What Do You Learn In Business School?

What Do You Learn In Business School?

Business schools face an inconvenient truth: In today’s information society, accumulating facts is easy. Spend time online, buy Business for Dummies, or go to the library, and you’ll learn enough facts to survive in an entry-level position in a relatively short amount of time.

That’s why many institutions, such as Forbes School of Business® at Ashford University, have revamped their curricula to focus on learning how to think and deliver on information. At Ashford, you master the skills you need to take your career to the next level, rather than an accumulation and recitation of facts and figures.

What Do You Learn When Obtaining an Undergraduate Business Degree?

All Ashford Business Administration majors are required to complete a course in Strategic Management and Business Policy. The instructor leads students through case-based discussions that examine the decisions real businesses face.

The case-study method of teaching is popular in many top schools today, according to Business Insider. Challenging students to come up with well-thought solutions to current business problems teaches them the analytical and critical thinking skills they need to succeed as executives. The online classroom at Ashford University caters to this creative style of thinking. The curriculum and the discussion boards within the Bachelor of Arts in Organizational Management program encourage students to examine various issues with their peers and instructors. Doing so promotes diverse ideas and open-minded discussions between you and your classmates.

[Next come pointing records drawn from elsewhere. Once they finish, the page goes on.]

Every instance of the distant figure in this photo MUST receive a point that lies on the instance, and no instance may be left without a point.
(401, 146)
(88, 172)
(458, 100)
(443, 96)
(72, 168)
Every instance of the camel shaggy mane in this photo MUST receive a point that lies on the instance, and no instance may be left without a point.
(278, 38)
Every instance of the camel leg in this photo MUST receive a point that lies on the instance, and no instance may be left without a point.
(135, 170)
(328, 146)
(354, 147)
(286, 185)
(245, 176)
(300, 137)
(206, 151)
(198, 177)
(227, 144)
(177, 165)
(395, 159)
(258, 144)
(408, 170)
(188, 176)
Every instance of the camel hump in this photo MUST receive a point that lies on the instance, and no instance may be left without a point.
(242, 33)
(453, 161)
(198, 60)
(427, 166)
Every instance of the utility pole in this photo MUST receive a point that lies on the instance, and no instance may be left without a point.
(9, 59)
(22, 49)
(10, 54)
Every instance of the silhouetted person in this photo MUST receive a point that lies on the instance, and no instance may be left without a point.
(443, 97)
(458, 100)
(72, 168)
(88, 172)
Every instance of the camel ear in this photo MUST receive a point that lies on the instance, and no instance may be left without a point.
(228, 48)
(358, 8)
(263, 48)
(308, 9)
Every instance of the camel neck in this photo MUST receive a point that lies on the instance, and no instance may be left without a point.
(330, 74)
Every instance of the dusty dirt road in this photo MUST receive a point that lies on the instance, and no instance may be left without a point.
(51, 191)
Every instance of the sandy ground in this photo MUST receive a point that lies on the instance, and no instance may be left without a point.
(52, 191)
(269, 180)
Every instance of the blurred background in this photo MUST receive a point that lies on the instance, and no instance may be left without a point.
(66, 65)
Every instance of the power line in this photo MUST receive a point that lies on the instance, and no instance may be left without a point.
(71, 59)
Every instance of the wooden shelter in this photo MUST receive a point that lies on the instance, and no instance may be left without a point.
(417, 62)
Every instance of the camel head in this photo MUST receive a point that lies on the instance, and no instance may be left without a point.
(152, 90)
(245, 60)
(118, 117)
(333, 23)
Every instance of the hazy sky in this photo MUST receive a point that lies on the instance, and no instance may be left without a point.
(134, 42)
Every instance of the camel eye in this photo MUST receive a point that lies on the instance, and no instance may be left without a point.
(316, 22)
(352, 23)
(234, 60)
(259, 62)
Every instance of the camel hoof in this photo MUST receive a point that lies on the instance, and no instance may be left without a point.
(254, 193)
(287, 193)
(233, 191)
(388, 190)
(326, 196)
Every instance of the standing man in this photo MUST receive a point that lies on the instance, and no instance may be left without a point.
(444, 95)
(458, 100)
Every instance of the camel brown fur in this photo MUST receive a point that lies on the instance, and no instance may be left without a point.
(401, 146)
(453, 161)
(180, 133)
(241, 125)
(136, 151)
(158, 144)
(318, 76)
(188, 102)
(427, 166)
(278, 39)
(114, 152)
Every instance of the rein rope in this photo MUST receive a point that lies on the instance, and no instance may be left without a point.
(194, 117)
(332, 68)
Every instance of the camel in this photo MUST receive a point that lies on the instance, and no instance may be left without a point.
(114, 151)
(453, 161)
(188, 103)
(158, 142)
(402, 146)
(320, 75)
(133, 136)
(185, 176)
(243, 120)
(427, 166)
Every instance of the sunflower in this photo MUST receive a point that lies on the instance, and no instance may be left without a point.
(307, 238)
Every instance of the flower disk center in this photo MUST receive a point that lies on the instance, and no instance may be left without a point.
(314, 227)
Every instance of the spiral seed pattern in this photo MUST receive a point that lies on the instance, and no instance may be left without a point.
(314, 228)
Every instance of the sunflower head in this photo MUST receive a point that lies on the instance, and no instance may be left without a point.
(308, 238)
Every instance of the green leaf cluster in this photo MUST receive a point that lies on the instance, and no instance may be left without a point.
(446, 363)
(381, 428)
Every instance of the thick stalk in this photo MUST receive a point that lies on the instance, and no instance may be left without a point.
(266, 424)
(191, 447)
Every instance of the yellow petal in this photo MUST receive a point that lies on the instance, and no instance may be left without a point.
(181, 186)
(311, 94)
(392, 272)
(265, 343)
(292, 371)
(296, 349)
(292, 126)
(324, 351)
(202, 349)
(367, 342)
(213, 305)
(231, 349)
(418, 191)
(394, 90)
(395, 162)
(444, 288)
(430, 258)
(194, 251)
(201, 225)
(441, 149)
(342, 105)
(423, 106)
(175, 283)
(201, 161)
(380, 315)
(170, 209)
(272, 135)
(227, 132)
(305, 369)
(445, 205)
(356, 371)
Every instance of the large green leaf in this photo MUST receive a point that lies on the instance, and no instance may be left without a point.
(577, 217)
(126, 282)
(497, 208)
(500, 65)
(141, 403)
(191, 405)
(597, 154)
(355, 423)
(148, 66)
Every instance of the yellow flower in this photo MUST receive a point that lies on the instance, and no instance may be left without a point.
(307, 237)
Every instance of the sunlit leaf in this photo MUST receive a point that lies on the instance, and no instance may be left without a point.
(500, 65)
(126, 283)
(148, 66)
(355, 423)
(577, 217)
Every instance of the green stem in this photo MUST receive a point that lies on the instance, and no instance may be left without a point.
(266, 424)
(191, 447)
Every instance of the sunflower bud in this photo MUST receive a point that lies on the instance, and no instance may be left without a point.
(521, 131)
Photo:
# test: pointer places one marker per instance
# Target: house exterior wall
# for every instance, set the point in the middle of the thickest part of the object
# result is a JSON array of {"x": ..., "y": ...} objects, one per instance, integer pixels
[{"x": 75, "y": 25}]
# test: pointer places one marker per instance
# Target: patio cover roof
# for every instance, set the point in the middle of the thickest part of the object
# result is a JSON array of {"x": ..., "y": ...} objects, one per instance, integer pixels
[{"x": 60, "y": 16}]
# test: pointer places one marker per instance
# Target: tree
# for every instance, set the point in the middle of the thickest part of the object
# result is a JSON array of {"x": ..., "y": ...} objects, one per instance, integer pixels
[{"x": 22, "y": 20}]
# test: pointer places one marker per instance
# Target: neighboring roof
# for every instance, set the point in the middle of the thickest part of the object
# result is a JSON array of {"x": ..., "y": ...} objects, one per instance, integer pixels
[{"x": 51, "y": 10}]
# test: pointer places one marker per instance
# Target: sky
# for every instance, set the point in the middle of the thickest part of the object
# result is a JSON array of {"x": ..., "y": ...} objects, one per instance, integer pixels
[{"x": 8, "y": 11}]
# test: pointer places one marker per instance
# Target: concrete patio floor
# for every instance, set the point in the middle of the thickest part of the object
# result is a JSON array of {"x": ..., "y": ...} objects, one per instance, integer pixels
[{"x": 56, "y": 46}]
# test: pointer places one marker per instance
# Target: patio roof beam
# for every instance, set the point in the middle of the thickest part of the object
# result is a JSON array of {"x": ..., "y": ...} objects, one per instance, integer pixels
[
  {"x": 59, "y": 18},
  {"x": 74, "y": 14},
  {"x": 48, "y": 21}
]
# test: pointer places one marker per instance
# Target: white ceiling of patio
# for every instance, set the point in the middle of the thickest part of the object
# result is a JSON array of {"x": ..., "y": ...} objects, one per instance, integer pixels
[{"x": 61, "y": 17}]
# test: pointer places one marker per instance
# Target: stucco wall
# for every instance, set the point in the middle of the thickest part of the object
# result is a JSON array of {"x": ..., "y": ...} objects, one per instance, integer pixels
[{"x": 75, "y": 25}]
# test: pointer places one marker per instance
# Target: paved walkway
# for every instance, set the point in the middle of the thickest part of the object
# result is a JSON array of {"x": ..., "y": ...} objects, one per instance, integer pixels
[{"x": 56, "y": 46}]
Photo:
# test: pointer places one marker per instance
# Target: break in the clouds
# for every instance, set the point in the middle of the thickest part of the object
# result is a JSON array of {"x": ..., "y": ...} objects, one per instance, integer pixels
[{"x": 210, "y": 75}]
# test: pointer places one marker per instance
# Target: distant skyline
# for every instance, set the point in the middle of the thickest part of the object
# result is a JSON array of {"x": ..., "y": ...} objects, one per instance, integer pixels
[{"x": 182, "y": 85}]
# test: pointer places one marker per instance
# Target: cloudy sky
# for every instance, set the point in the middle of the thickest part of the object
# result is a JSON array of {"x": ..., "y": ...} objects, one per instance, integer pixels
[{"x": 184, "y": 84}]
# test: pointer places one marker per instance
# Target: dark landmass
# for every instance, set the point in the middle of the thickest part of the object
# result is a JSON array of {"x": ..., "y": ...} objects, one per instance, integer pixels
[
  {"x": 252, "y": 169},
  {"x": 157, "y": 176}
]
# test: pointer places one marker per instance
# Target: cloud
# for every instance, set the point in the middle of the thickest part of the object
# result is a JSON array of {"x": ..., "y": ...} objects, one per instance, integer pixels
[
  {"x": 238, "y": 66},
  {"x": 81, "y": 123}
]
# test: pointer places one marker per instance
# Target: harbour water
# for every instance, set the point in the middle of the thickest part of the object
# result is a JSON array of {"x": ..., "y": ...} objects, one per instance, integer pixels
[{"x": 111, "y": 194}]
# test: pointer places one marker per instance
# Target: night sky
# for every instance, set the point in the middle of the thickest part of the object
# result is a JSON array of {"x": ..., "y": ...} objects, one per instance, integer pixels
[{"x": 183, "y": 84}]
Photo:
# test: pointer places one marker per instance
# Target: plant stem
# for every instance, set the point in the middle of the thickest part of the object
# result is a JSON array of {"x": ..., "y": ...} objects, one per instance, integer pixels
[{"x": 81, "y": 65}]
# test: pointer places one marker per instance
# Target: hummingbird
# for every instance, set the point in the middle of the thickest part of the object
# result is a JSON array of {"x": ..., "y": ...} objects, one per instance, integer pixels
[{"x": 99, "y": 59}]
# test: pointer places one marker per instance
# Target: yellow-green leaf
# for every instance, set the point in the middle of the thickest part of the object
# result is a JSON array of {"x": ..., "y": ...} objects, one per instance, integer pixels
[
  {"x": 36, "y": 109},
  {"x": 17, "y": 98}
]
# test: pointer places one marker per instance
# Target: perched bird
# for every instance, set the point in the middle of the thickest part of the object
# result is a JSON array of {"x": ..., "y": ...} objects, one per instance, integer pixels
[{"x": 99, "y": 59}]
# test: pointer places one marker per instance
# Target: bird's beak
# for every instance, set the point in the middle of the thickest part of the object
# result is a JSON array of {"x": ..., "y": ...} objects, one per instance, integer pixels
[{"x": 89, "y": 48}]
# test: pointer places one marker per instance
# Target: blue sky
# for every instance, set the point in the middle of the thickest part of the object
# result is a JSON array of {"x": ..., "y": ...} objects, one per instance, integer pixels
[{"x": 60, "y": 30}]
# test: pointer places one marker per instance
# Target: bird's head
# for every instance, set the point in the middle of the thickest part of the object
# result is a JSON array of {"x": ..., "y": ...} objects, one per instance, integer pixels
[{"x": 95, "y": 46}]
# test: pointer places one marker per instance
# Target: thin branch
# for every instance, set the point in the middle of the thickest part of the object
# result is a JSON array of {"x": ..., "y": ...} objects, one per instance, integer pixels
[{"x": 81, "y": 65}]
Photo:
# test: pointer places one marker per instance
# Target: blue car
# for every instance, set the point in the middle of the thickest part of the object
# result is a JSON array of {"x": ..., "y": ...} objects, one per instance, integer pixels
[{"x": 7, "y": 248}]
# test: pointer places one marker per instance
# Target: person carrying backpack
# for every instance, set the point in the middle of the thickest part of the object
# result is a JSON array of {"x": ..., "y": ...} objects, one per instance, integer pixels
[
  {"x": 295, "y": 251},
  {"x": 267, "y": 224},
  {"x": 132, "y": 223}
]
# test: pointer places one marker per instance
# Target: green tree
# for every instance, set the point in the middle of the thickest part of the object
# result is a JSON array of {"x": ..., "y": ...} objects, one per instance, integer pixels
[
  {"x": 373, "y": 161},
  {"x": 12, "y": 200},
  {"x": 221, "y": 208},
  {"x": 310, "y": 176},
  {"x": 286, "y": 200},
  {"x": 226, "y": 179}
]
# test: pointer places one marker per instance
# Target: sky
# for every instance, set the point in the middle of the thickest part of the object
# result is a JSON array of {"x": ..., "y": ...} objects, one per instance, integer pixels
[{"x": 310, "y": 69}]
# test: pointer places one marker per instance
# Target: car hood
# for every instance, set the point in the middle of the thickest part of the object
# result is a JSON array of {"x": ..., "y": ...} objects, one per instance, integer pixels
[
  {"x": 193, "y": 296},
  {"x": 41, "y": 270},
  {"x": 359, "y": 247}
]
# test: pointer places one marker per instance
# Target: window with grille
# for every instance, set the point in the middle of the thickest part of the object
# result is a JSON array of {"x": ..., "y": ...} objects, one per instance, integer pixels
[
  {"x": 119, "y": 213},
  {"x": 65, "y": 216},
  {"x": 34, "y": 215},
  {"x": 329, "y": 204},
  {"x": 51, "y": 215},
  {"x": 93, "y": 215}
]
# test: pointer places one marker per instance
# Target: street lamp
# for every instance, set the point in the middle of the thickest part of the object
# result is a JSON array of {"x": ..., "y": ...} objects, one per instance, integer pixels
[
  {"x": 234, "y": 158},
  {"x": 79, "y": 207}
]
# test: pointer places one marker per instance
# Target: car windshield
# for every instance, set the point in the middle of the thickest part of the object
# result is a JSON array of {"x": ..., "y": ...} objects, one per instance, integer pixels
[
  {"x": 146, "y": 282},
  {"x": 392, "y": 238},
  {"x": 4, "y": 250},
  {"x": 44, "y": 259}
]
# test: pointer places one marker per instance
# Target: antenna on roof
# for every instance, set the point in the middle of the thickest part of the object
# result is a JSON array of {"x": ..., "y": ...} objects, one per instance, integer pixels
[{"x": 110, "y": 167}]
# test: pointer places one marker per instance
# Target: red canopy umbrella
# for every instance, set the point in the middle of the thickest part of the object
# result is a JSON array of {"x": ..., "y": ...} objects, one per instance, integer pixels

The Benefits of Enrolling in a Business Degree Program

A business school that offers specialization options is a smart choice for older, working adults who begin college with an idea of what they want from a career. Some business school graduates, such as this Mashable writer who waited until his 30s to earn an MBA, believe there are advantages to delaying business school.

Many business school graduates believe professional networking is one of the biggest values of earning their degree, and Ashford ensures that online students have these opportunities as well. Through the university’s Sharing Time and Resources program, online students can become involved in service learning projects close to home that help them make connections and learn practical skills. Being a problem solver is a key skill in a variety of professional settings. Using these strategies can maximize your effectiveness at becoming better at this important proficiency.

Ashford’s Career Development Center — which includes job postings, resume help, and online webinars and events — is another example of how the university continues to work for business students well after they earn their degrees.

For today’s students, a business degree is a versatile credential. Whether working for an established business or creating your own, the skills you learn in business school will be invaluable throughout your career.